无忧苦笑一声道:“窃玉酒馆。”和子鱼见她如此,突然就意识到了此处对她的意义非凡,只得快步跟上了她的脚步。
许是近乡情却,许是害怕被遗忘,到了临近窃玉酒馆之外周边之处,无忧竟开始兜兜转转的兜起圈子来。只见她带着和子鱼竟来回反复的穿梭在人群中、小摊旁、人烟稀少的巷子中。期间无忧几次都魂不守舍的被路人给撞了个满怀。就是和子鱼再无知,此时都发现了无忧隐藏在平静表面之下的怯懦与迟疑。
终于在她第七次撞在路边行人之时,和子鱼及时的拉住了她继续兜圈子的步伐。深吸了一口气,将她拉的离他更近一些,后才搬过她的身子,双手握住她的双肩,凝重的望进她的眼底,正色道:“你在害怕什么?”
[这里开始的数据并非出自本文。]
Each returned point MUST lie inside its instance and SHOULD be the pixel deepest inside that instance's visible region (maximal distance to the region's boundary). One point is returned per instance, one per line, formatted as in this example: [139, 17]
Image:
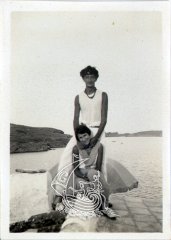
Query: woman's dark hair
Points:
[89, 71]
[81, 129]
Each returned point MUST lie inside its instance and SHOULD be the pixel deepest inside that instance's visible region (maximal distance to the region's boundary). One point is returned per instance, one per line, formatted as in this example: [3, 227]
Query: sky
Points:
[49, 49]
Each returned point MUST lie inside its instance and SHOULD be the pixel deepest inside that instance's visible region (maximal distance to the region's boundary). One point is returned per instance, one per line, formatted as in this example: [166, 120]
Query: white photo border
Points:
[7, 7]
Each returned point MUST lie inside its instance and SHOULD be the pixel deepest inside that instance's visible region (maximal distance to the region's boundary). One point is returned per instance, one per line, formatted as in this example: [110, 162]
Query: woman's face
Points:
[84, 138]
[90, 80]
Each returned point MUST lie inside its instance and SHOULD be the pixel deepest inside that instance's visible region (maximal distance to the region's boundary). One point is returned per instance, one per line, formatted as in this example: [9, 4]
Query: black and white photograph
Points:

无忧见他凑近来的眼底,满是担忧。只好略作镇定的道:“我,我只是不太记得路了。”她见她如此说,似乎一点可信度都没有,她面前的和子鱼仍是皱着眉搬着他的身子,探究的望向她的眼底,只好借口道:“我其实只是在找那个靛青,就是那个脸毁了的那个自称是丑八怪的,他当时与我分别后应该是来了这才对。哦对了,这个你应该也是知道的,对吧?”
和子鱼见她如此,只好叹了一口气,慢慢的松开了一直紧握着她双肩不再去追问她。
却不想,就在他松开她的双肩之时,一个老头竟颤颤巍巍的向着无忧撞了过来,而无忧居然在愣神之间,险些被那老头给撞了个满怀。
无奈之下和子鱼只得伸出一只胳膊,直接将无忧护在手臂中间,带着怀中的无忧直接往路边一躲,这才躲过了那故意撞向他们的老头。
就在和子鱼与那老者擦肩而过之时,眼角余光之中,之见得那老头的嘴角挂泛起了一丝诡异的微笑,就在他咧嘴一笑之时,他的口中竟还闪过了一道银光。原来他的口中竟然镶嵌满了一口的银牙。随着他的张嘴,紧接着便传来了一股恶臭之味。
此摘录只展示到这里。